In the absence of Biswas’ life-traces, the microhistorical research method (particularly the work of Natalie Zemon Davis and Jean-Claude Carrière in The Return of Martin Guerre) has allowed me to find evidence in analogous lives, i.e. people who went through similar experiences. I undertake a vast amount of historical research across three continents where different peoples’ experiences are compressed to create composite characters, drawing from and contributing to, a rich emotional archive. Similarly, diverse events across time and place are condensed as part of a larger human experience which are ‘authentic’ nevertheless, experienced through one life. Constructing a life thus involves gathering diverse snippets of existence and assembling them into something that is coherent and new. I use ‘tethering’ (my term), connecting the poorly-documented colonised subaltern with well-documented colonial characters but read eurocentric testimonies ‘against the grain’, a technique used by Subaltern historians.

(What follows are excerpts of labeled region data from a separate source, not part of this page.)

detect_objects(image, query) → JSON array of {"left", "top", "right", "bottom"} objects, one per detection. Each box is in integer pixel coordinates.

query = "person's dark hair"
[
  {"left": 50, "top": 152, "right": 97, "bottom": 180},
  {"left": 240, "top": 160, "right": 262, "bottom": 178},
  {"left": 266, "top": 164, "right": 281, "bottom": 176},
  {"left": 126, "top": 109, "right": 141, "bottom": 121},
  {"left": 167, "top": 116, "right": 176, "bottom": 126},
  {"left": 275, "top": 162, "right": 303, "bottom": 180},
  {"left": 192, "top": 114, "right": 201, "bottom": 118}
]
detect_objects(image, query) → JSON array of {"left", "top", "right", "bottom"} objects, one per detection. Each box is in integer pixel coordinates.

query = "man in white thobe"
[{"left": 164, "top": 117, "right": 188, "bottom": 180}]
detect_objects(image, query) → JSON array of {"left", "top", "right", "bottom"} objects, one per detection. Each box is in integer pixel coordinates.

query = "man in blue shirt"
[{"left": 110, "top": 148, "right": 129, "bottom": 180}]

I self-consciously recast Biswas’ cosmopolitanism in terms of his movement across countries, cultures and languages with multiple allegiances or ‘hometowns’. The screenplay thus contributes to postcolonial theory through a fictional embodiment of the ‘vernacular cosmopolitan’ caught in the polyglot frenzy of a multilingual world. In fact, the screenplay unfolds in seven languages that Biswas spoke without hampering its readability or flattening diversity to a common linguistic register.

Hometowns thus marks the culmination of all the research exploration, performing research through the act of screenwriting itself, leaving behind a set of critical/creative reflections about research and writing. Here, screenwriting initiates in practice but soon moves to biopic history and criticism. It reverts to practice with knowledge about research and writing that not only enables me to overcome my screenwriting problem but also leaves behind a set of insights and techniques for other screenwriters working with scant biographical evidence.

 

References

Appiah, Kwaime Anthony. 2006. Cosmopolitanism: Ethics in a World of Strangers. Allen Lane.

Bhabha, Homi. 1996. ‘Unsatisfied: Notes on Vernacular Cosmopolitanism.’ In Text and Nation, edited by Laura Garcia-Morena and Peter C. Pfeifer, 191-207. Camden House.

Chakravarty, Indranil. 2020. ‘Constructing a biopic-screenplay: Fictional Invention in the Biopic with Scant Historical Evidence.’ PhD thesis, Victoria University of Wellington.

Davis, Natalie Zemon and Ghosh, Amitav. 2013. ‘Storytelling and the Global Past.’ CRASSH: Cambridge.

Dutt, Hem Chunder. Lieut. 2018. Suresh Biswas: His Life and Adventures. P.C. Dass Reprint: Jadavpur UP, India.

Kant, Immanuel. 2006. Toward Perpetual Peace and Other Writings on Politics, Peace, and History. Yale UP.